Welcome to the latest installment of our ongoing blog series where we highlight a dataset from the FiftyOne Dataset Zoo! FiftyOne provides a Dataset Zoo that contains a collection of common datasets that you can download and load into FiftyOne via a few simple commands. In this post, we explore the Families in the Wild dataset and some of its use cases.
You can watch an abbreviated version of this blog here:
Wait, what’s FiftyOne?
FiftyOne is an open source machine learning toolset that enables data science teams to improve the performance of their computer vision models by helping them curate high quality datasets, evaluate models, find mistakes, visualize embeddings, and get to production faster.
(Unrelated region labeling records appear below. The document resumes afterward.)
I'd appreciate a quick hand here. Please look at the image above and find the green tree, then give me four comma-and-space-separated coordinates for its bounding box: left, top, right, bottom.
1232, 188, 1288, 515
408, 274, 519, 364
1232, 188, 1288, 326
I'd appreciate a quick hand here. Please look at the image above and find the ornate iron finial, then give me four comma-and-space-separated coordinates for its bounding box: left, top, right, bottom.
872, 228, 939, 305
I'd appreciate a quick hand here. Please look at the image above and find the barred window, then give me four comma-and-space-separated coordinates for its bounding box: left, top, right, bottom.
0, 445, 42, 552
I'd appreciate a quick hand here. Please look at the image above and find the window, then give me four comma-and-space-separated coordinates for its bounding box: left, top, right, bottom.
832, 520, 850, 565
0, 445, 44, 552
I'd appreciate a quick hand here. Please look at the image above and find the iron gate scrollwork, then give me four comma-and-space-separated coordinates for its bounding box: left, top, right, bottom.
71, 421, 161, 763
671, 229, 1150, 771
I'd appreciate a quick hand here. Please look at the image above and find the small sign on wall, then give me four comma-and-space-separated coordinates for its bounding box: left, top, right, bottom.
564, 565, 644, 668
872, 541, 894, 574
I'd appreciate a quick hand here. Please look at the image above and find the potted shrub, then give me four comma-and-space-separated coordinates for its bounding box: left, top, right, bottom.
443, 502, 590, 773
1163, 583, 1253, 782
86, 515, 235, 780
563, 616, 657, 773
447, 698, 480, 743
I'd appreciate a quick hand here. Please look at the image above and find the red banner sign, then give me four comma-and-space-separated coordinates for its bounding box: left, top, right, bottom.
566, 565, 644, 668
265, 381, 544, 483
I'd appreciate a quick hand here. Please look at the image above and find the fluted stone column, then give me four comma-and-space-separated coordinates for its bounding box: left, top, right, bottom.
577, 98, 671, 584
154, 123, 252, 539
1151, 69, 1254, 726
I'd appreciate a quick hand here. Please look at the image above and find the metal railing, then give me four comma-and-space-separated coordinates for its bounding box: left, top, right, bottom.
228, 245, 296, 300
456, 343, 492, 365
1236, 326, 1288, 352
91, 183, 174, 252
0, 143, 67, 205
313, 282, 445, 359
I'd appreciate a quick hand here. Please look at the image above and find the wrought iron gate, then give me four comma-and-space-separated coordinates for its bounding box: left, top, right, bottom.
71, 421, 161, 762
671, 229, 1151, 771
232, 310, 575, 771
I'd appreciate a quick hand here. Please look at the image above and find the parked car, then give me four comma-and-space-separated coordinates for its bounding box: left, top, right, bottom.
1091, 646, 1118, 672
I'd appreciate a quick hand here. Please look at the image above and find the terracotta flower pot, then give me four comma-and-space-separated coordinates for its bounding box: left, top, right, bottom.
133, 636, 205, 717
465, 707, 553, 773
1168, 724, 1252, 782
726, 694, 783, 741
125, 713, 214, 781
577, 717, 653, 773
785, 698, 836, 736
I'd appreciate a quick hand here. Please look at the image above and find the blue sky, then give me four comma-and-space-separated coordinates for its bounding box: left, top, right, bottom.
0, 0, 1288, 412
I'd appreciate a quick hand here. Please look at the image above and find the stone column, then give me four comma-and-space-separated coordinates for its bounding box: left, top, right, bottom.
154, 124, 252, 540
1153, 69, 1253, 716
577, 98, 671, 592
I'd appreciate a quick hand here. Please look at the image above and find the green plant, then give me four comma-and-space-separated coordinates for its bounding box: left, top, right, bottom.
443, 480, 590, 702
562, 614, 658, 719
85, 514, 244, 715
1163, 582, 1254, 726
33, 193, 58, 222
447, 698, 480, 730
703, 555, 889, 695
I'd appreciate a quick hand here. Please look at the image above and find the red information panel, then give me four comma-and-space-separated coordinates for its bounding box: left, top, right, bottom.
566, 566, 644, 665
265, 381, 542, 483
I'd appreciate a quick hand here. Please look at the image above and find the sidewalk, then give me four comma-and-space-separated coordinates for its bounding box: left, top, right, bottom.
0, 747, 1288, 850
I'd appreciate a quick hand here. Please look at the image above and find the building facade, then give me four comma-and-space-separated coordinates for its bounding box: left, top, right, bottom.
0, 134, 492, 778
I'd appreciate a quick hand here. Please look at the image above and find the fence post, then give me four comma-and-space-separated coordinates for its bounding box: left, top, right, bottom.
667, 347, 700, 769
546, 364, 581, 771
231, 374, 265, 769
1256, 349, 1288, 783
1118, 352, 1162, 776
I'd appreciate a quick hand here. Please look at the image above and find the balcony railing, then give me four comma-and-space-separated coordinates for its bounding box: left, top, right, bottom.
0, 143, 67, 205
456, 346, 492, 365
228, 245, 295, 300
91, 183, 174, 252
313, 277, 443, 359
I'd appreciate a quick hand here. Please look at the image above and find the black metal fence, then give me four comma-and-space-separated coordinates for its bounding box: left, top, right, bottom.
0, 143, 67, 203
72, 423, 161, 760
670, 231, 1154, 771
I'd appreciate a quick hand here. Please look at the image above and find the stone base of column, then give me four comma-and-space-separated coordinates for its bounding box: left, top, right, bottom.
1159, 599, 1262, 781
The FiftyOne Dataset Zoo comprises more than 30 datasets, with new datasets being added all the time! They cover a variety of use cases including:
- Video
- Images
- Location
- Point-cloud
- Action-recognition
- Classification
- Detection
- Segmentation
- Relationships
- and more!
About the Families in the Wild dataset
Families in the Wild (FIW) is a public benchmark for recognizing families via facial images. Developed and maintained by the Synergetic Media Learning (SMILE) Lab at Northeastern University, it is the largest and most comprehensive database available for kinship recognition. The dataset contains more than 26k images of 5k faces collected from almost 1k families. A unique Family ID (FID) is assigned per family, ranging from F0001-F1018 (Note: Some families in the dataset were merged or removed since it was first released in 2016).
The Families in the Wild dataset includes the families of publicly recognizable people like Jimmy Fallon, Bob Dylan, Michael Jackson, Margaret Thatcher, and Bruce Lee. The images span a variety of styles and eras, from old black and white photos to modern color images.
What is visual kinship recognition?
This discipline within computer vision aims to:
- Identify who is related and who is not related
- Identify different family relationship types like mother, father, children, and sibling
- Create fine-grain classification so family trees can be constructed that include uncles, aunts, cousins, grandparents, etc.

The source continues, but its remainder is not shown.